More to the picture

Posted by: Cynic

Surface readings

Today my head hurts from trying to follow up on a NZ Herald story that quotes from the Unesco report  Reaching the marginalised (Education For All global monitoring report 2010):

year 11 Maori students enrolled in kura kaupapa immersion schools did significantly better than Maori in English-language schools (p.206)

so I tried to follow up. I looked at Nga Haeata Matauranga (the Annual Reports on Maori Education)  

If I take the 2006/07 report, and look at  year 11 candidates for NCEA level one literacy and numeracy requirements -  I find that in 2006 there were 298 candidates at Maori language education schools .  Of these, 226 candidates met both literacy and numeracy requirements (75.8%) . There were 10,613 Maori year 11 candidates at other schools. Of these,  6,926 (65.3%) met both literacy and numeracy requirements. Or if you are looking at the 2007/08 report  - in 2006 (yes same year as above, but presumably a different measure): there were 509 candidates at Maori medium schools of whom 421 (82.7%) met both literacy and numeracy requirements and 11,079 Maori candidates at all other schools of whom 65.5% met both literacy and numeracy requirements for NCEA level one.
 
You would think these stats were cause for celebration, and they may well be, but the trouble is, there are things we don't know and it appears that the Ministry doesn't know either.
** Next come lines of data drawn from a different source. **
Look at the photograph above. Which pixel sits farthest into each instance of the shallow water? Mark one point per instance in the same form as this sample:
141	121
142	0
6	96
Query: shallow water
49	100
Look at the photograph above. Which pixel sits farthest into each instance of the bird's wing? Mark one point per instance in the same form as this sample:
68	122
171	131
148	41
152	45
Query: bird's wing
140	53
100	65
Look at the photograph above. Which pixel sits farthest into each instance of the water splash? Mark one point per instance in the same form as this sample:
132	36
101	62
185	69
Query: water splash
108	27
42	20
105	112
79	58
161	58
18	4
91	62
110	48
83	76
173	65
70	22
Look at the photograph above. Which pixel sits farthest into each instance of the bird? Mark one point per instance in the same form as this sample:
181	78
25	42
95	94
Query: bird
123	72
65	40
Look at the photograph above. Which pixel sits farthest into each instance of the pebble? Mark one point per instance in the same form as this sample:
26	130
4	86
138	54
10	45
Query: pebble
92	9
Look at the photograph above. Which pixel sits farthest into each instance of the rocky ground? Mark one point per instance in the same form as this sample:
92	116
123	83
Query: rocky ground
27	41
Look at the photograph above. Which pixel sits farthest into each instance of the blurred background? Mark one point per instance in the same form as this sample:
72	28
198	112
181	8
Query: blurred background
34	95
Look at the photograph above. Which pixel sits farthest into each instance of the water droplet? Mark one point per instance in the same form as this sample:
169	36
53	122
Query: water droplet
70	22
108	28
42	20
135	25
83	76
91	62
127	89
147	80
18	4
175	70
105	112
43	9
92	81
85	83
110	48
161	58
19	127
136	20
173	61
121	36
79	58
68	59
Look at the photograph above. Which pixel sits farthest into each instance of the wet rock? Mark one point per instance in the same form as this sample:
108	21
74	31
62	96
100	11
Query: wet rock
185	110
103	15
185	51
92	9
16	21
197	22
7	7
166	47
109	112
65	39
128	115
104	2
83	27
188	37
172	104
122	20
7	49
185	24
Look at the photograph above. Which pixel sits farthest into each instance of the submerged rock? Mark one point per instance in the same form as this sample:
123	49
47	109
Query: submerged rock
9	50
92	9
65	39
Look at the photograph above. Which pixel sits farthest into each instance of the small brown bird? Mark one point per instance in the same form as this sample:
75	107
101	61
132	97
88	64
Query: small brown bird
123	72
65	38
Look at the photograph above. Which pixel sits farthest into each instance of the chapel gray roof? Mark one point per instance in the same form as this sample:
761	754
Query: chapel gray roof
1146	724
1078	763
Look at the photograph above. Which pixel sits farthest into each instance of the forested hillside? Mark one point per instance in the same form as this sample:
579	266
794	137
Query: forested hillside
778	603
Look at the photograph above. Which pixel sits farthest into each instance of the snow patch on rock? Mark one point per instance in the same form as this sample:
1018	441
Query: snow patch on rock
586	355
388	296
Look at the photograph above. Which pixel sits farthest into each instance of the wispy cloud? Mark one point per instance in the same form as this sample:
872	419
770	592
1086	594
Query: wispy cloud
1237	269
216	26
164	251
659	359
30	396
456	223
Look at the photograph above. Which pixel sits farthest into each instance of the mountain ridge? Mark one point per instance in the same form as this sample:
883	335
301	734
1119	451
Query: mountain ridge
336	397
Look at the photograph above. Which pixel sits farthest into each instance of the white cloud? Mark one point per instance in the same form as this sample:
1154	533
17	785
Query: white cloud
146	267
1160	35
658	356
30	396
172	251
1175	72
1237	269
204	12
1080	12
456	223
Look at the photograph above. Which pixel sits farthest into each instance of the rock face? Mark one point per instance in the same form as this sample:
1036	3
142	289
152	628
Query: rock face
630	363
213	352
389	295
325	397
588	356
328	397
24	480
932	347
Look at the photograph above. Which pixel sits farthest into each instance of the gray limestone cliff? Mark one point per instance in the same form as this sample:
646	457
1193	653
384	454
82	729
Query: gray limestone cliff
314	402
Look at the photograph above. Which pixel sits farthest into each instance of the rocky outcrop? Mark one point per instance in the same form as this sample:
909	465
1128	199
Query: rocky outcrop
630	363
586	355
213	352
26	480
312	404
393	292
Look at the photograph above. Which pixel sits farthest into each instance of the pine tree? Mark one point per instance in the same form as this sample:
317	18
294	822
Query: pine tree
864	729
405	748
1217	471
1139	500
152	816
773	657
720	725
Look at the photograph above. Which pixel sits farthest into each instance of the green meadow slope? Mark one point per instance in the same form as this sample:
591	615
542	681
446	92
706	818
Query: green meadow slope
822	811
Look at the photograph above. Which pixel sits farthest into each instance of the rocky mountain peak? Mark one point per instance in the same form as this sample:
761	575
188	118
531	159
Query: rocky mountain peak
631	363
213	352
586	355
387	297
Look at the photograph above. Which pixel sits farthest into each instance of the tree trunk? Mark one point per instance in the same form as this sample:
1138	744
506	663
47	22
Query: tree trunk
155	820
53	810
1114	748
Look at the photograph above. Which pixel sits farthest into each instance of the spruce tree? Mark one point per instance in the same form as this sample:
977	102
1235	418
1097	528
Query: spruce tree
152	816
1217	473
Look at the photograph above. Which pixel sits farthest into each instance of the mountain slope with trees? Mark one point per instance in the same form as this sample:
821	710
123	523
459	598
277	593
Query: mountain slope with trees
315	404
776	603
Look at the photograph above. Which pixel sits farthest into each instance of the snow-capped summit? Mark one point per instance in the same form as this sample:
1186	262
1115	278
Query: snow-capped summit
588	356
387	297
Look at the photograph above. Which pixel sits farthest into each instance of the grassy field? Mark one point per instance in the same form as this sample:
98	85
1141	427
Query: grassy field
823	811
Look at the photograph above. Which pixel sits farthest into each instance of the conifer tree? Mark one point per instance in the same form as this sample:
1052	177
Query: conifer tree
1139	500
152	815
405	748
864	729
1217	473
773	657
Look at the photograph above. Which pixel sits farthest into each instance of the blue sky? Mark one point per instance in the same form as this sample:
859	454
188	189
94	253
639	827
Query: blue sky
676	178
The candidates at Maori language education schools consist of less than 3% (or 5% if you use the later figures) of the Maori candidates at other schools, and are a very small group. What else is different about those particular students at Maori language education schools? Have socio-economic backgrounds, parental education, school factors such as class size, etc been taken into account? The tables do not indicate any such accounting, and yet we know that the decile ranking of a school is a really significant influence on NCEA statistics.     

 Ngā Haeata Mātauranga - The Annual Report on Māori Education, 2007/08  at least makes a more honest  inference than the UNESCO report -

year 11 candidates at Māori-medium schools were more likely to meet both the NCEA literacy and numeracy requirements than other Māori candidates.

More likely but why? And that is literally the billion dollar question.